Last week, Stephen B. Shepard, the founding dean of the CUNY Graduate School of Journalism, emailed departing Columbia Journalism School Dean Nicholas Lemann to tell him that he was planning to announce his resignation—just as his uptown counterpoint had emailed him last October.
“I told Nick that I was once again following in his footsteps,” Mr. Shepard told Off the Record on Monday, soon after announcing that he will leave the school he helped found in 2005. Mr. Lemann, who has been at Columbia for a decade, will leave at the end of this school year. When Mr. Shepard leaves after this year’s class graduates in December, he will have been at the school for nine years. Like Columbia, CUNY will now form a search committee to find a new dean.
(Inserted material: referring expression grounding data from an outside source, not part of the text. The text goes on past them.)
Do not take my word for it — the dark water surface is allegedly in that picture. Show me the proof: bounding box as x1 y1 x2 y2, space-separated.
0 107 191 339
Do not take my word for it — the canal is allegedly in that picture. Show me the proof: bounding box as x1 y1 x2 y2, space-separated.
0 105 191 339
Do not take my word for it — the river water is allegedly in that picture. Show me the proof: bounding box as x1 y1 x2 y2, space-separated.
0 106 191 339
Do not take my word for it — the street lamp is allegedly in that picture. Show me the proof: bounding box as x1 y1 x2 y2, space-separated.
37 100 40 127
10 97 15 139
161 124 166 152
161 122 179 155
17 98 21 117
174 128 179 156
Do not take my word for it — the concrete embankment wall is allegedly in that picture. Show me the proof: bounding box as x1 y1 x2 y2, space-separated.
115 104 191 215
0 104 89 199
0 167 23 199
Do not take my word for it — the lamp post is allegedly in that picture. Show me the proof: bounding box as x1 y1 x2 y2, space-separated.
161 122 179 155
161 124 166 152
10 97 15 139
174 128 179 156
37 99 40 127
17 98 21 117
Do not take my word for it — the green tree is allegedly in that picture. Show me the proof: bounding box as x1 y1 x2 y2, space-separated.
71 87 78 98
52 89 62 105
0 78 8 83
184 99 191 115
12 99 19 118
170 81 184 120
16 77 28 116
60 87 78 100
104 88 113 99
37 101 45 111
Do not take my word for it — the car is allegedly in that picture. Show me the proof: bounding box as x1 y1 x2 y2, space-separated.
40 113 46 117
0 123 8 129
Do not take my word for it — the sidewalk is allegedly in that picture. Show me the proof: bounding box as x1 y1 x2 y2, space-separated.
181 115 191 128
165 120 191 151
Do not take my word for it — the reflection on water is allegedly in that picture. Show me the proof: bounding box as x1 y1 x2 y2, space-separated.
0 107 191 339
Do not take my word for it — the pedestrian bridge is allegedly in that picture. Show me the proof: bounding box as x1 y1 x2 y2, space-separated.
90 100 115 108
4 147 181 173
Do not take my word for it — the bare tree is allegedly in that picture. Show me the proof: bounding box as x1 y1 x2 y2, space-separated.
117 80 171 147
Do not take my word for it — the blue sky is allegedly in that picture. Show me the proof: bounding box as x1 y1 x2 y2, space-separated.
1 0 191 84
Mr. Shepard came to CUNY from BusinessWeek, where he had been the editor in chief for more than 20 years. Before that, he was senior editor for national affairs at Newsweek and editor of the Saturday Review. Mr. Shepard has also taught at Columbia’s J-School.
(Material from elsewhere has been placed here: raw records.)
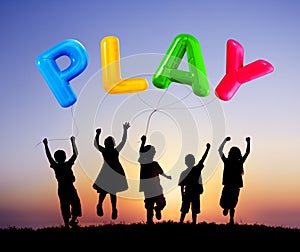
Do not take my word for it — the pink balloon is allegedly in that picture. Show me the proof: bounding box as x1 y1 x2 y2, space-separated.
215 39 274 101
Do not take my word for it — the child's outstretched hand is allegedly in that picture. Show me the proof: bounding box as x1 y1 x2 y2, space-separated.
225 136 231 141
206 143 211 149
123 122 131 130
141 135 146 142
246 137 251 142
70 136 75 142
43 138 48 145
166 175 172 180
96 128 101 134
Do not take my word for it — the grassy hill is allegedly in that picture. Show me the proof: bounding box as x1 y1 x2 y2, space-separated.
1 221 299 249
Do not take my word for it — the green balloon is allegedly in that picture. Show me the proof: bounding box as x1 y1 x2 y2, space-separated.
152 34 210 97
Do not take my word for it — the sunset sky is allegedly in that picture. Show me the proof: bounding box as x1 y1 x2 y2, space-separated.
1 0 300 229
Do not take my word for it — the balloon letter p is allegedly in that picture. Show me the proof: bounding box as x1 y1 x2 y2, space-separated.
36 39 88 108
“Running a school is very different than running a magazine,” Mr. Shepard said, explaining that everything is done by committee in academia rather than the unilateral decisions of an editor (some more unilateral than others).
Mr. Shepard said he started to think about stepping down shortly after he published his memoir, Deadlines and Disruption, last summer. He is considering writing another book and will continue to be involved with various projects at CUNY, including its recently launched e-book imprint. Perhaps he will teach. Beyond that, he isn’t sure.
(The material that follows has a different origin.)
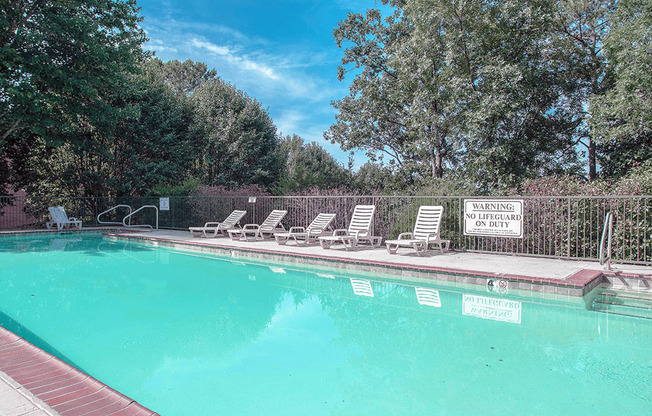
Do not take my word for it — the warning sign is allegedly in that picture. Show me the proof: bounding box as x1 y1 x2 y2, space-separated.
464 199 523 238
“When we started in 2005, journalism was very different,” Mr. Shepard told OTR. “There was no Twitter, not that much video. Facebook wasn’t used as a journalistic tool.”
The school, which has emphasized a convergent, interactive curriculum since it started, has changed along with the times.
“Jeff Jarvis likes to say that we don’t teach any of the same interactive courses that we did when we started,” Mr. Shepard said. “And he means it in a good way.” Mr. Jarvis, a new-media early adopter, runs the entrepreneurial program at the school.
But what of attracting aspiring journalists to a profession that’s in flux? As Mr. Shepard admits, the traditional business model of journalism has collapsed.
“People who want to go to journalism school know what they are getting into,” Mr. Shepard said. “It’s a whole new ball game.”